Goal: Understand how databases ensure data is never lost, even if the power fails. Learn about the trade-off between performance (RAM) and safety (Disk), and master the two main techniques for crash resilience: Write Ahead Logging (WAL) and Shadow Paging.
In previous modules, we discussed how to handle multiple users at once (Concurrency). Now, we must discuss Reliability.
The Problem
Databases manipulate data in RAM (Buffer Pool) for speed. However, RAM is volatile.
- If Transaction A updates a row in memory.

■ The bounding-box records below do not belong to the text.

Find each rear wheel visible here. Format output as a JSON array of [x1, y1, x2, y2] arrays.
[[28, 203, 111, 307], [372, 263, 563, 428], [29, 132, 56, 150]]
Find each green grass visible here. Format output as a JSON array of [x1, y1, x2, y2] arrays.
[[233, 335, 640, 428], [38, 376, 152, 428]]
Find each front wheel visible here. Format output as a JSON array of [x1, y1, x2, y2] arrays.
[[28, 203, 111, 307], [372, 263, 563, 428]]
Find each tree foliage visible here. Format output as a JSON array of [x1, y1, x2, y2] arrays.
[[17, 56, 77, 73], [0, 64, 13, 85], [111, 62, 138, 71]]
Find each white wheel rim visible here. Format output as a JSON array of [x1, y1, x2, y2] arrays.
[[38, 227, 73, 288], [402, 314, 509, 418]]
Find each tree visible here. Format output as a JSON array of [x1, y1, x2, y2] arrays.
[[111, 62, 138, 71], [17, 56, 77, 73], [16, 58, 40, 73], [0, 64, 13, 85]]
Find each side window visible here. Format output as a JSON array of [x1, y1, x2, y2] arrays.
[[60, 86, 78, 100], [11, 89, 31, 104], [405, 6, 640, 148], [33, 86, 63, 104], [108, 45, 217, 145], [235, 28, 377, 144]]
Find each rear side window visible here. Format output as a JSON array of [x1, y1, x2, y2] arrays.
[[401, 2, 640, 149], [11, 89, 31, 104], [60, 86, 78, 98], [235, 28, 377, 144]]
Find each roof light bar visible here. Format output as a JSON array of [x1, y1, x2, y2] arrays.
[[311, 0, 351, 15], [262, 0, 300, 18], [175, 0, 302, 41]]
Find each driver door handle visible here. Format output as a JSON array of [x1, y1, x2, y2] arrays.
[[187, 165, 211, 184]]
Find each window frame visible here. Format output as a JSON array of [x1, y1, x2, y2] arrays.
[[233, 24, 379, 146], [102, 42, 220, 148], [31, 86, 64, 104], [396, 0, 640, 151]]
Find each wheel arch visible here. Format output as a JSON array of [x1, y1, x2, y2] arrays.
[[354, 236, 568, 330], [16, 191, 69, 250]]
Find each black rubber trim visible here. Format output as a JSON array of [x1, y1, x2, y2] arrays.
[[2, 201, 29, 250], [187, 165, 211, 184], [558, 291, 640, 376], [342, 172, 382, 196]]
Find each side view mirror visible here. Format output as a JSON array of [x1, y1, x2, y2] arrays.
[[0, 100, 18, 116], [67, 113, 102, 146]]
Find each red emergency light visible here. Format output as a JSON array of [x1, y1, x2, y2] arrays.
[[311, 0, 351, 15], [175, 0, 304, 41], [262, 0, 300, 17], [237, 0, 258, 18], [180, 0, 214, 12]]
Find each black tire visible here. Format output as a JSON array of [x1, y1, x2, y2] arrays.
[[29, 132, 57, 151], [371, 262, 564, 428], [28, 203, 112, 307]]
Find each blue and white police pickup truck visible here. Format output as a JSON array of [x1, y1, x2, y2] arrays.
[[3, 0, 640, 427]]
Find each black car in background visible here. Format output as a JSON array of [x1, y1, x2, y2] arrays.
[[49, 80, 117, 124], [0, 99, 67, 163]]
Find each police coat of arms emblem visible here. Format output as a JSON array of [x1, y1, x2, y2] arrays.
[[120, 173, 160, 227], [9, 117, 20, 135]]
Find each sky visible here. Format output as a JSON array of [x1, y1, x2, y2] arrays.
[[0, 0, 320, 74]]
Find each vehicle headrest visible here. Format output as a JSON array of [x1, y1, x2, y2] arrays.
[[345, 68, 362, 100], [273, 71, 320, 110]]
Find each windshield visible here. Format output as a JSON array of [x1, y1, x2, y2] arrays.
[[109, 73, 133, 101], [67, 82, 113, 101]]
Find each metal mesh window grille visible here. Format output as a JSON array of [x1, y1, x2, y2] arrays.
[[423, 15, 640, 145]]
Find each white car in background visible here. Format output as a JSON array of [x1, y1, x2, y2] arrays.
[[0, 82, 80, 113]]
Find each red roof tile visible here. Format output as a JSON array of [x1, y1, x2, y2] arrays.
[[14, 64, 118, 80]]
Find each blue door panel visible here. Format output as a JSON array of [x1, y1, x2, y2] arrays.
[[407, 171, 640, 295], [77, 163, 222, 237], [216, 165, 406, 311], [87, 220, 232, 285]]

- And the power goes out before that memory page is written to the hard drive.
The data is lost forever.
Writing to the hard drive (Disk) for every single change is safe, but incredibly slow.
The Solution:
We need protocols that allow us to work in fast RAM while guaranteeing Atomicity (all or nothing) and Durability (survives crashes).
To solve the speed vs. safety dilemma, most modern systems use a specific philosophy:
Never modify the database on disk until you have written a log of what you are about to do.
This allows the database to write to disk sequentially (fast) via a log, rather than randomly (slow) via data pages.
WAL is the industry standard (used by PostgreSQL, MySQL InnoDB, SQL Server, Oracle).
The database maintains a separate file called the Log File on stable storage.
1.The Setup:
- Data Files: Store the actual tables (Random Access, Slow).
- Log File: Stores a history of actions (Sequential Append-Only, Fast).
2.The Rule:
- Before the database writes a modified data page (from RAM to Disk), it must ensure the log record describing that change is already on the Disk.
3.The Workflow:
- Step 1: Transaction starts.
- Step 2: User updates a record. The DBMS creates a Log Entry in RAM.
- Format:
<TxnID, Object, Old_Value, New_Value>
- Format:
- Step 3: The Log Entry is flushed to the Log File on Disk.
- Step 4: Only after the log is safe, the DBMS is allowed to say "Commit".
- Step 5: The actual Data Page in RAM is modified. It can be written to disk lazily later (even after the transaction finishes).
Time | Action | RAM State | Disk State
-----+--------------------------------------------+----------------+-------------------
t1 | Txn 100 updates A from 10 to 20 | A=20 (Dirty) | A=10
t2 | WAL Record created <T100, A, 10, 20> | Log Buffer | Log File (Empty)
t3 | WAL Flush (Crucial Step) | | Log File has <T100...>
t4 | Txn 100 Commits | |
t5 | System Crashes! | (Lost) | A=10, Log=<T100...>
Recovery: When the system restarts, it sees A=10 on disk, but the Log says T100 set A=20. The database replays the log to make A=20.
The log buffer is flushed to disk when the buffer is full or if there is a timeout (e.g., 5 ms)
The DBMS's WAL will grow faster
After a crash, the DBMS must replay the entire log, which will take a long time
The DBMS periodically takes a checkpoint where it flushes all buffers out of disk.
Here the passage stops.